Like many in Arizona’s Third Congressional District, I am the proud daughter of immigrant parents who came to the United States seeking a better life. My parents fled a murderous, theocratic regime in Iran during the 1979 revolution, and this country welcomed them and gave us the opportunity at the American Dream.
To this day, my immigrant dad is still the most patriotic American I know.
Then, in late January 2017, President Donald Trump signed one of the most extreme executive orders of his first term—a policy to ban travel to the United States from seven Muslim-majority countries, including my family’s home country of Iran.
Families from Iran, Iraq, Libya, Somalia, Sudan, Syria, and Yemen were all banned from U.S. travel, and the order also suspended the resettlement of all Syrian refugees.
When this ban went into effect, I was 24, a graduate student in international security studies. I had recently worked at a refugee camp in Jordan where Syrians who had fled Bashar al-Assad’s brutal crackdown were waiting patiently.
Under this new proposed ban, the United States would no longer accept them.
My 87-year-old grandmother was hoping her sister in Iran could come visit her, but she died before that was possible.
Thousands of families in the United States were impacted by the discriminatory ban.
In his second term, Trump has doubled down on the cruelty and xenophobia of his first administration. Now, the White House is considering travel bans on as many as 43 nations.
This round includes Afghanistan—where many of our allies that aided U.S. soldiers are still seeking asylum, or waiting to be killed by the Taliban—to St. Lucia, a small, peaceful, Caribbean island. It’s clear that Trump’s concerns aren’t about U.S. national security; they are about making it harder for folks who don’t look or think like him to immigrate freely to America, and seek the same dreams my parents did.

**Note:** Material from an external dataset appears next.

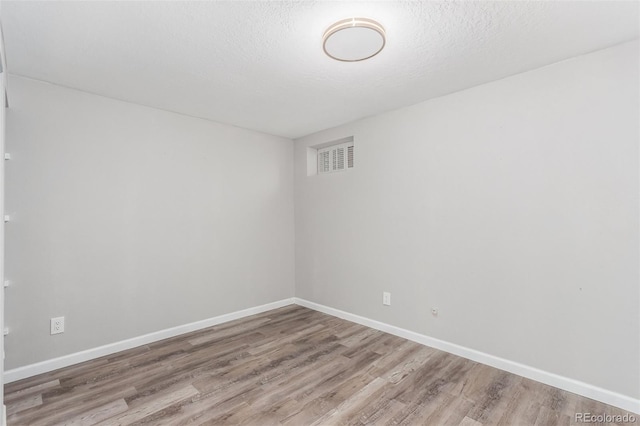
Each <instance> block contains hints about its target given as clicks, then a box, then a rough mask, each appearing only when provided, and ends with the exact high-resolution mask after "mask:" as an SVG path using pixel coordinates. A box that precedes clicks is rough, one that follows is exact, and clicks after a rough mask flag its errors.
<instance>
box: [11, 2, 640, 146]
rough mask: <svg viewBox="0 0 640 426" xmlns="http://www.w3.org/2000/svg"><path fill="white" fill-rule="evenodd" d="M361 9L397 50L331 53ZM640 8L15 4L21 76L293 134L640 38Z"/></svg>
mask: <svg viewBox="0 0 640 426" xmlns="http://www.w3.org/2000/svg"><path fill="white" fill-rule="evenodd" d="M352 16H363V17H370V18H373V19H376V20H377V21H379V22H381V23H382V24H383V25H384V26H385V28H386V32H387V46H386V48H385V49H384V50H383V51H382V53H381V54H379V55H378V56H376V57H374V58H373V59H371V60H368V61H364V62H358V63H343V62H337V61H334V60H331V59H329V58H328V57H327V56H325V55H324V53H323V51H322V40H321V36H322V33H323V32H324V30H325V29H326V28H327V27H328V26H329V25H330V24H332V23H333V22H335V21H337V20H339V19H342V18H346V17H352ZM638 18H639V5H638V2H635V1H627V2H615V1H602V2H516V1H511V2H506V1H505V2H501V1H497V2H467V1H465V2H427V1H423V2H418V1H412V2H404V1H402V2H401V1H395V2H394V1H386V2H369V1H359V2H337V1H331V2H329V1H325V2H316V1H271V2H266V1H255V2H254V1H224V2H223V1H214V2H178V1H173V2H153V1H143V2H132V1H121V2H116V1H113V2H98V1H89V2H61V1H52V2H51V1H50V2H11V1H3V2H2V25H3V28H4V35H5V44H6V52H7V62H8V70H9V72H10V73H12V74H17V75H22V76H27V77H31V78H35V79H39V80H44V81H49V82H52V83H56V84H60V85H64V86H68V87H72V88H76V89H80V90H84V91H87V92H92V93H96V94H100V95H104V96H109V97H112V98H117V99H122V100H126V101H130V102H135V103H138V104H143V105H148V106H152V107H156V108H162V109H165V110H169V111H175V112H179V113H182V114H188V115H191V116H196V117H202V118H207V119H211V120H215V121H219V122H223V123H228V124H233V125H236V126H240V127H245V128H249V129H255V130H259V131H262V132H266V133H271V134H275V135H281V136H286V137H291V138H295V137H299V136H303V135H306V134H309V133H313V132H316V131H318V130H322V129H325V128H328V127H333V126H336V125H339V124H342V123H345V122H348V121H352V120H355V119H358V118H361V117H364V116H368V115H373V114H377V113H380V112H383V111H388V110H391V109H394V108H398V107H402V106H406V105H410V104H414V103H417V102H420V101H423V100H426V99H429V98H433V97H436V96H441V95H444V94H447V93H451V92H455V91H458V90H461V89H465V88H468V87H471V86H475V85H478V84H481V83H484V82H488V81H492V80H496V79H500V78H503V77H505V76H508V75H512V74H516V73H519V72H523V71H526V70H530V69H533V68H537V67H540V66H543V65H546V64H550V63H553V62H557V61H560V60H563V59H566V58H569V57H572V56H576V55H580V54H583V53H587V52H590V51H594V50H597V49H601V48H605V47H608V46H611V45H614V44H618V43H621V42H624V41H628V40H632V39H635V38H638V27H639V23H638V22H639V21H638ZM10 89H11V88H10V87H9V90H10ZM9 94H10V92H9Z"/></svg>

This is not a surprise to me or my family. When Trump was running for reelection, he pledged to “bring back the travel ban.”

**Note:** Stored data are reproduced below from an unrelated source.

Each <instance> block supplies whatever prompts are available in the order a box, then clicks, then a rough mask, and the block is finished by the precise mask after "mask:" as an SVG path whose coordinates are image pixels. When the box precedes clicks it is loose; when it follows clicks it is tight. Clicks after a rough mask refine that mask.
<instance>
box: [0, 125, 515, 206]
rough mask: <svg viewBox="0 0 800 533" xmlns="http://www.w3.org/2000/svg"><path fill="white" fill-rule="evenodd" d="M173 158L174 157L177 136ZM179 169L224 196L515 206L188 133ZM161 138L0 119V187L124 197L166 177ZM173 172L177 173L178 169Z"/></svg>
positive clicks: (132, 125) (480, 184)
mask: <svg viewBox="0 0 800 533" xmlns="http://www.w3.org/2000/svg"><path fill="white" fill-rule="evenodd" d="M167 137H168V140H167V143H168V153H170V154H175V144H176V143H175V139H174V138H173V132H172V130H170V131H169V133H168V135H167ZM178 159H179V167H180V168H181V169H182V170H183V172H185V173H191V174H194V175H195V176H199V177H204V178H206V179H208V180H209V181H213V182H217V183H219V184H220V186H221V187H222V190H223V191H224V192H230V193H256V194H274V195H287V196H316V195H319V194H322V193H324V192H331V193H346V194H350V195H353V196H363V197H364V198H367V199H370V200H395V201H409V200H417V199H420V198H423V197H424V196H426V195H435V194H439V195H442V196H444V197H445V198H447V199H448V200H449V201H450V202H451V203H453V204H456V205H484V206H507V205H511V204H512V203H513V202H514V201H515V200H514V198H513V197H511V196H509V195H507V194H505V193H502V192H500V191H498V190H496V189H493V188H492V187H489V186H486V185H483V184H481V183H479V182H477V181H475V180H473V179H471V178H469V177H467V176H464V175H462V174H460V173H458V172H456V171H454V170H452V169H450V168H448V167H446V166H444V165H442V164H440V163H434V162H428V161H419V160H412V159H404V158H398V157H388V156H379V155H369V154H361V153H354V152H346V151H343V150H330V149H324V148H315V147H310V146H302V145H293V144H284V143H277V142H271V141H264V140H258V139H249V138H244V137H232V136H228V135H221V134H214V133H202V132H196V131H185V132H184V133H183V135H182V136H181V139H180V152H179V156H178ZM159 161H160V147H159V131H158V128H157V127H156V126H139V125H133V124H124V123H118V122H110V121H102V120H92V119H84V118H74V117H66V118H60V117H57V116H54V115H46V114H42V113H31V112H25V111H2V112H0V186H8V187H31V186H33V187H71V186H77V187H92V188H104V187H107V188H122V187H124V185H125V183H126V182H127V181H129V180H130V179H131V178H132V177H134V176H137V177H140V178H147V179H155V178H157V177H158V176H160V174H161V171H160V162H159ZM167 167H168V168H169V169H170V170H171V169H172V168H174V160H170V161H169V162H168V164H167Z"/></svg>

I think a lot of Americans—including many of my colleagues—laugh off much of what Trump says as outlandish. But as someone who has experienced the direct effects of his policies, I always take him seriously.
This ban is about more than xenophobia. It would have real-world effects on our economy, our national security, and America’s position on the world stage.

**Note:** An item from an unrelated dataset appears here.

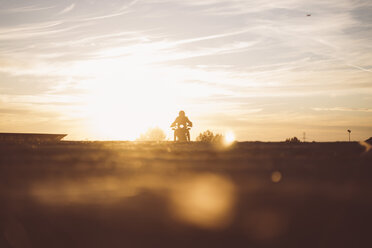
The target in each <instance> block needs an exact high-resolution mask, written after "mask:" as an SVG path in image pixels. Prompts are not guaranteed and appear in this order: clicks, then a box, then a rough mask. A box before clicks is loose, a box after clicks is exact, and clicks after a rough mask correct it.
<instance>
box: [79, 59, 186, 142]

International travel, trade, and tourism are huge drivers of the U.S. economy, which is already facing significant pressure from actions taken by the Trump administration, like flip-flops on tariffs.
Restricting travel from over 40 nations—many of which are our partners in trade and innovation—will disrupt supply chains, deter foreign investments, discourage U.S. employers from hiring foreign workers we desperately need, and strain diplomatic relationships on which our economic growth relies.
Not to mention, history has shown us that these kinds of blanket restrictions don’t garner respect, they alienate allies and fuel adversarial narratives, driving vulnerable populations in already unstable parts of the world toward extremism.
An American retreat to isolationist policies, spotlit by the constant coverage President Trump’s actions garner, is already prompting a turn away from the U.S. and our democratic values toward our adversaries, like Russia and China. From Trump’s abandonment of Ukraine to his dismantling of USAID, he is remaking American foreign policy into something weak, reactionary, and cruel.
In Arizona’s Third Congressional District, over 64 languages are spoken—a reflection of the incredible diversity that strengthens our country. Immigrants are an integral part of our culture, our economy, and our shared future.
That’s why I led over 30 of my colleagues on a letter directly to the president, demanding he reverse this harmful policy before it can hurt our economy, our perception as the beacon of democracy, and immigrant families, like mine.